As I read the other answers, I find them all to make sense and be correct. Unfortunately, our friend still doesn't seem to grasp them, so I'm going to try to say the same thing (I feel it's correct) from a different approach.
If you take a picture of someone at night time, you might need a flash. This spits out a bunch of light that can get reflected off your subject and captured by your camera. But if you take the same picture of someone in the day time, there's a good chance you won't need the flash: there's already plenty of light floating around for your camera to capture.
Well, that's the same thing going on in space: there's a lot of light floating around. It's going to float around whether or not a camera is there to capture it. It's just going to go outward from the star or quasar or whatever produced it, and it's going to keep going until it runs into something. Maybe it runs into something close to what produced it. (Light from our sun does this when it hits us, we're pretty close.) Or maybe it runs into something super far away, like on the other side of the universe.
The key is that the light is already there. That's why we put the camera there.
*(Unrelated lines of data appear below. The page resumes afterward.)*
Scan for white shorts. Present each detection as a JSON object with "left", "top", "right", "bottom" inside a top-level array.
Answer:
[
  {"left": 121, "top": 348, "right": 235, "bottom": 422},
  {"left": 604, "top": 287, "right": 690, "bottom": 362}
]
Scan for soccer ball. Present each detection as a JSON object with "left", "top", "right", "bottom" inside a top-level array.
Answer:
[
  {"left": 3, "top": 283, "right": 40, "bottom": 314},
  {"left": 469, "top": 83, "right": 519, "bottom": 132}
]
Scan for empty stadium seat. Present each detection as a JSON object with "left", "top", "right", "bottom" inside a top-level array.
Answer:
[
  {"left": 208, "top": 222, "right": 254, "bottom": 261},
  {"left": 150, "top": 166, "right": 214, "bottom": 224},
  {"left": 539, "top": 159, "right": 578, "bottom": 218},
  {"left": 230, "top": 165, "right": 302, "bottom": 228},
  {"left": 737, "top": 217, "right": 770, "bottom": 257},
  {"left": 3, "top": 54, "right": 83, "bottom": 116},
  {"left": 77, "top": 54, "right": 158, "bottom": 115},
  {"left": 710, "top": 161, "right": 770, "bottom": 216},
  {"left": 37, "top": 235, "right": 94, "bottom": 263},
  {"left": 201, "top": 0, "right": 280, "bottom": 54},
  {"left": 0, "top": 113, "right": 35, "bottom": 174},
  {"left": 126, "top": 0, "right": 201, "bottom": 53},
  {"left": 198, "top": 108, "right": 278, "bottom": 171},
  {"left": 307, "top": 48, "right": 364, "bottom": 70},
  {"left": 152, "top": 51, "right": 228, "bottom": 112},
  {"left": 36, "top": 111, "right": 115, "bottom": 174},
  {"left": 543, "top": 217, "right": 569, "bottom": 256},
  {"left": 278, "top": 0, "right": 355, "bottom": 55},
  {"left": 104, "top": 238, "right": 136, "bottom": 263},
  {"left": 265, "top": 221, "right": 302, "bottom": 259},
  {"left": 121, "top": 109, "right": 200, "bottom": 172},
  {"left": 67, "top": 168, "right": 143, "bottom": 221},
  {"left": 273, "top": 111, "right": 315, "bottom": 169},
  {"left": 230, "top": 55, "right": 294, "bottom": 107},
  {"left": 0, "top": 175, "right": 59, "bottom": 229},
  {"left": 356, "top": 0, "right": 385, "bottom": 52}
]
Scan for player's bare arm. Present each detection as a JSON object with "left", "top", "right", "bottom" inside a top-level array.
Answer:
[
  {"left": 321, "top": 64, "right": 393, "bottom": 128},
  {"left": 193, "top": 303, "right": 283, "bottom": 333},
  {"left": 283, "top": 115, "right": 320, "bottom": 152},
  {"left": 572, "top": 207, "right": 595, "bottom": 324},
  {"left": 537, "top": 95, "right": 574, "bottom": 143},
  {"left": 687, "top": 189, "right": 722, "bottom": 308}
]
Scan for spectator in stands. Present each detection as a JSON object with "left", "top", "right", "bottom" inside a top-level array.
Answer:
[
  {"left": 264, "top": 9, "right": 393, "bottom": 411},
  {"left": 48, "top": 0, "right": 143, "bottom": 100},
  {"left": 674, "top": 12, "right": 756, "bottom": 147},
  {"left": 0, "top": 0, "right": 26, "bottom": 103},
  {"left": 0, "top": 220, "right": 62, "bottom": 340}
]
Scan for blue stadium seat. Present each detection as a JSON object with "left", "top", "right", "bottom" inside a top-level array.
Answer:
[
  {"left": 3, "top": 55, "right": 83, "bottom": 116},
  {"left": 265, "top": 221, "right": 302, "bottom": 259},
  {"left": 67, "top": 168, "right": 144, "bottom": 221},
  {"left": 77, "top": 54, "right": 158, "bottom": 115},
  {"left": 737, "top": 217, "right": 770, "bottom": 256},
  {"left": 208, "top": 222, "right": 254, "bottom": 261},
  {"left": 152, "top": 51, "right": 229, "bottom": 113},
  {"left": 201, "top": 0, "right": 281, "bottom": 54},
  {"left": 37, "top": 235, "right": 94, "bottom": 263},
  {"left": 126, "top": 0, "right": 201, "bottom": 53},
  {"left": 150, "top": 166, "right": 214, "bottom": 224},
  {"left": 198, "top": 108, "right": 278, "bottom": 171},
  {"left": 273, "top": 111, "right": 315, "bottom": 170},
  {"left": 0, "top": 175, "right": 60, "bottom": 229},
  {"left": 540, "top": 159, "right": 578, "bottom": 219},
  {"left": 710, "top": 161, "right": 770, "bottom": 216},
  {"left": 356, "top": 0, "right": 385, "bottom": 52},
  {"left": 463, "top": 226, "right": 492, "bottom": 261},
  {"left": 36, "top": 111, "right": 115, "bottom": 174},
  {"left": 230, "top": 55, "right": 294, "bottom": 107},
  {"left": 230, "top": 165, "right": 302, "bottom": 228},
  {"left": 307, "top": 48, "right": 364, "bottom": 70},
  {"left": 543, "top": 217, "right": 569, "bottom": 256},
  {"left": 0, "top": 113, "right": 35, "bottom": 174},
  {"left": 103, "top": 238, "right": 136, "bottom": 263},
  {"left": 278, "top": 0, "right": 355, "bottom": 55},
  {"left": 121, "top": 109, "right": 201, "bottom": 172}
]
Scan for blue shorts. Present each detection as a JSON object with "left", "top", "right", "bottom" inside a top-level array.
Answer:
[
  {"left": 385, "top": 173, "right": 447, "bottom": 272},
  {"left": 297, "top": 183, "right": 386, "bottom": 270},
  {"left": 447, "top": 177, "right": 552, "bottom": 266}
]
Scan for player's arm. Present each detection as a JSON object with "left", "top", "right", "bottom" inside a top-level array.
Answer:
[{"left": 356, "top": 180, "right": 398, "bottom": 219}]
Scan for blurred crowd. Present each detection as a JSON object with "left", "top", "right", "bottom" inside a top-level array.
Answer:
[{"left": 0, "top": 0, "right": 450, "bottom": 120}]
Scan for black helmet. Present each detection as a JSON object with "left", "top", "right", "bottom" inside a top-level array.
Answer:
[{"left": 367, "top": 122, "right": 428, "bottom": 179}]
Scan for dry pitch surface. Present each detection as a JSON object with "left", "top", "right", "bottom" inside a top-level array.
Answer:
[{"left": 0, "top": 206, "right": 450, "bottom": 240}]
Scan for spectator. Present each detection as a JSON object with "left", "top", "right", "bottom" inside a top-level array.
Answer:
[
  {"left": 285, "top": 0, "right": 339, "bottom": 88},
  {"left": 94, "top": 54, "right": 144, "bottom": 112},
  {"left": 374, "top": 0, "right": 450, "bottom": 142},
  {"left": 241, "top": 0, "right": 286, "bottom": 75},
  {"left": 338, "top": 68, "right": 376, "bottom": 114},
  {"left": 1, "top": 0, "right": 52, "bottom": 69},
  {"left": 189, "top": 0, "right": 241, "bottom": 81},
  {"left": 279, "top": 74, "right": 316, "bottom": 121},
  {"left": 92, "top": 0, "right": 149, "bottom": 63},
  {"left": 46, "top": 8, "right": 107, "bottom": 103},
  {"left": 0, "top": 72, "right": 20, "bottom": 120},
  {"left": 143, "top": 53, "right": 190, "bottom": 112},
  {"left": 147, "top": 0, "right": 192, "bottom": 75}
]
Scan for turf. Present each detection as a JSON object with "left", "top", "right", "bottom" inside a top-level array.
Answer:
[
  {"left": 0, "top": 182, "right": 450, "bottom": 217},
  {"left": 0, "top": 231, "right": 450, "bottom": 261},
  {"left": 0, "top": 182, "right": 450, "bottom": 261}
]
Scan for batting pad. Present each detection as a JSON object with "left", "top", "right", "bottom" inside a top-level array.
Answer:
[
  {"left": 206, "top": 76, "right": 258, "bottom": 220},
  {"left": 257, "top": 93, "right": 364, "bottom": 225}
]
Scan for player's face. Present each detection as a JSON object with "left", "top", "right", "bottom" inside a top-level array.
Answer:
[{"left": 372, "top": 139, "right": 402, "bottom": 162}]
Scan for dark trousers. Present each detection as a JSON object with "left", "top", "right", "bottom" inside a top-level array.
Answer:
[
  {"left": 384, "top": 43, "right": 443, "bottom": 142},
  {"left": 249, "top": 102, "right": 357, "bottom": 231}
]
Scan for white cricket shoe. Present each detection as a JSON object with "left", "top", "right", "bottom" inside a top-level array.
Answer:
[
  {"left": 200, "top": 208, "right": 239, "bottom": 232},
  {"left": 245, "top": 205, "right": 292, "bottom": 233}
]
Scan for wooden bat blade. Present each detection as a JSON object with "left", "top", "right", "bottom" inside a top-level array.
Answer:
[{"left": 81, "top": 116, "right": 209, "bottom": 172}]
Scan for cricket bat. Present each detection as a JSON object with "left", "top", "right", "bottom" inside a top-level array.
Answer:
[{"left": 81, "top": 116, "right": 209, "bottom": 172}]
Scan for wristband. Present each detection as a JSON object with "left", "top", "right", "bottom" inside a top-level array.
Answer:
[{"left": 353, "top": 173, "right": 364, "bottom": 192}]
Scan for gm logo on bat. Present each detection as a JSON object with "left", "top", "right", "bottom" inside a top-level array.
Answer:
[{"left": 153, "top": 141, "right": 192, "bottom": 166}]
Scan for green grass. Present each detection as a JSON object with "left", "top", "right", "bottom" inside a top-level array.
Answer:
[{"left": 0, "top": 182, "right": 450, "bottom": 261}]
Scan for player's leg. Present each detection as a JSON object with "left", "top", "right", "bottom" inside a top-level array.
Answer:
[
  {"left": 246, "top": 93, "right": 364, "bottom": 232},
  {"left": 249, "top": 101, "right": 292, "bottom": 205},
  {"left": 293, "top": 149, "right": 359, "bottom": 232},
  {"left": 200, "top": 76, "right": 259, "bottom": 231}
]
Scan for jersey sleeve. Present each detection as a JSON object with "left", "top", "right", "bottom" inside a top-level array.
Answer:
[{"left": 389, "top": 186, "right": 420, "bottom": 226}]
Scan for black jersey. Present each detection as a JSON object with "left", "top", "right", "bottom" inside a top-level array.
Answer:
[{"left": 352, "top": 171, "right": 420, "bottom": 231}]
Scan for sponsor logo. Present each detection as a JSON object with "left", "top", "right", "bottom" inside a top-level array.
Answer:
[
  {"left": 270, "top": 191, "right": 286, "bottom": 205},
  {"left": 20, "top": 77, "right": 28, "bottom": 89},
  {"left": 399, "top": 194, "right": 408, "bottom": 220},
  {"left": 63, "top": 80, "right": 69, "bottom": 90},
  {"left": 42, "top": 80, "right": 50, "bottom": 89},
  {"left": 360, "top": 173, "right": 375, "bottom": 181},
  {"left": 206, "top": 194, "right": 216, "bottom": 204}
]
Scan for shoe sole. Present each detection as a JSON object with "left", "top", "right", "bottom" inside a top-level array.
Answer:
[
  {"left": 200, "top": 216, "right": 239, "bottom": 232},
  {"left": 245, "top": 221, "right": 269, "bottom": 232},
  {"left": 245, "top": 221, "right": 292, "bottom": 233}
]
To capture the light that's already just kinda floating there.
Your 26 billion year scenario could make some sense: if we wanted to shine a "flash" at our target, flooding it with light to see what bounces back to us so we get a clearer picture, we could do that, and it would indeed take 26 billion years. (Probably longer, since it's probably accelerating away from us.) Well, in theory we could. The flash we made would probably be powerful to incinerate the earth, but that's a small price to pay to give some quasar its own selfie, right? We just have to hope we get it developed in time.